Net Neutrality and America’s Censorship Through the Backdoor
In one of those rare moments in history, grassroots activists and Silicon Valley are on the same side of an issue: net neutrality must be saved at all costs. For Silicon Valley businesses such as Netflix, there is clearly an economic incentive for preserving net neutrality. Netflix and its Silicon Valley brethren do not want to have to pay for the internet “fast lanes” that the Federal Communications Commission (FCC) is proposing.
Earlier this year, Netflix customers noticed something odd. Videos were taking forever to load. Soon, the real reason was revealed. Reportedly, Netflix and Comcast (an American internet service provider) were in a very ugly dispute. The CEO of Cogent accused Comcast of slowing down Netflix’s video streaming service. Eventually, Netflix and Comcast reached a multi-year interconnection deal in which Netflix would pay to be more directly connected to Comcast in order to improve video streaming speeds. Comedian, John Oliver, likened Comcast’s behavior to an old school mafia shakedown.
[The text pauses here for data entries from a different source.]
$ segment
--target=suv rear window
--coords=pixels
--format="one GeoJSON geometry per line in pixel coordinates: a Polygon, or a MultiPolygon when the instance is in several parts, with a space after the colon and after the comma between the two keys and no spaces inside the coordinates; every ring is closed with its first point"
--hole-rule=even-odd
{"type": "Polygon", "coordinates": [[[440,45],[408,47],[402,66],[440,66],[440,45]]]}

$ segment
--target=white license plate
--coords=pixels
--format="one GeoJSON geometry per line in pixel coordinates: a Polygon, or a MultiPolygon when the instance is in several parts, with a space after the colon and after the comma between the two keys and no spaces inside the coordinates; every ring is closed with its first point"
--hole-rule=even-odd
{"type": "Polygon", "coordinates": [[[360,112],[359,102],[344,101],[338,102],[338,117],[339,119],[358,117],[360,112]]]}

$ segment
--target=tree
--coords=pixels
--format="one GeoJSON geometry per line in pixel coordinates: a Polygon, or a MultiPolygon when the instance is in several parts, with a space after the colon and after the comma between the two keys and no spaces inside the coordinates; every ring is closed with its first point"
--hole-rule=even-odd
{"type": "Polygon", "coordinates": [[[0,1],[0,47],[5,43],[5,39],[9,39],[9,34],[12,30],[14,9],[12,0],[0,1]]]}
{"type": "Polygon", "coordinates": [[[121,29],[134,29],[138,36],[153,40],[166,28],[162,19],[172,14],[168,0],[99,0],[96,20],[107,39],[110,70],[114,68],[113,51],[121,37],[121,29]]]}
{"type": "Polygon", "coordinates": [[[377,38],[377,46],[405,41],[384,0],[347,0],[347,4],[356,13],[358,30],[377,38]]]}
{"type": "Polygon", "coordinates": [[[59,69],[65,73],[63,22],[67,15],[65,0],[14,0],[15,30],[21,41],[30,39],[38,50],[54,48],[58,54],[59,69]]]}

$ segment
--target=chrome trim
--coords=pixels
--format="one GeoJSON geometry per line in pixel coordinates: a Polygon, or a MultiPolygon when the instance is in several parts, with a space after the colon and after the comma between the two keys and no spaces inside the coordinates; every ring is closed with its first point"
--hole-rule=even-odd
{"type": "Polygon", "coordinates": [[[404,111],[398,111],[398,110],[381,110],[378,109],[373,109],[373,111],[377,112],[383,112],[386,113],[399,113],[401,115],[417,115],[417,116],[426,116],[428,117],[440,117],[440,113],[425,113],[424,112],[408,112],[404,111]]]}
Even though it is not clear whether the proposed regulations on internet “fast lanes” would affect interconnection deals such as the agreement between Comcast and Netflix, business deals like this raise serious concerns about the future of net neutrality.
It is not hard to make villains out of the cable companies (ISPs), especially when they are so notorious for poor service. This year, Americans voted Comcast as the “Worst Company in America” on a poll conducted by Consumerist.com.
Several months ago, my internet service went down for a day. This happens at least several times a year when the internet just randomly turns off for no apparent reason. After my internet service came back online, I conducted an internet speed test which showed I was only getting half the download and upload speed I was paying for. I called up my internet service provider, Verizon. The Verizon employee said that the internet speeds I was quoted were actually the highest speeds I could expect. He also added that there was no minimum upload and download speed, so my service would actually get worse. This excuse was completely bogus. The Verizon employee then added that I would have to “upgrade” to more expensive internet service that I did not even need. I asked him why should I bother upgrading if Verizon would not even provide the services I already paid for.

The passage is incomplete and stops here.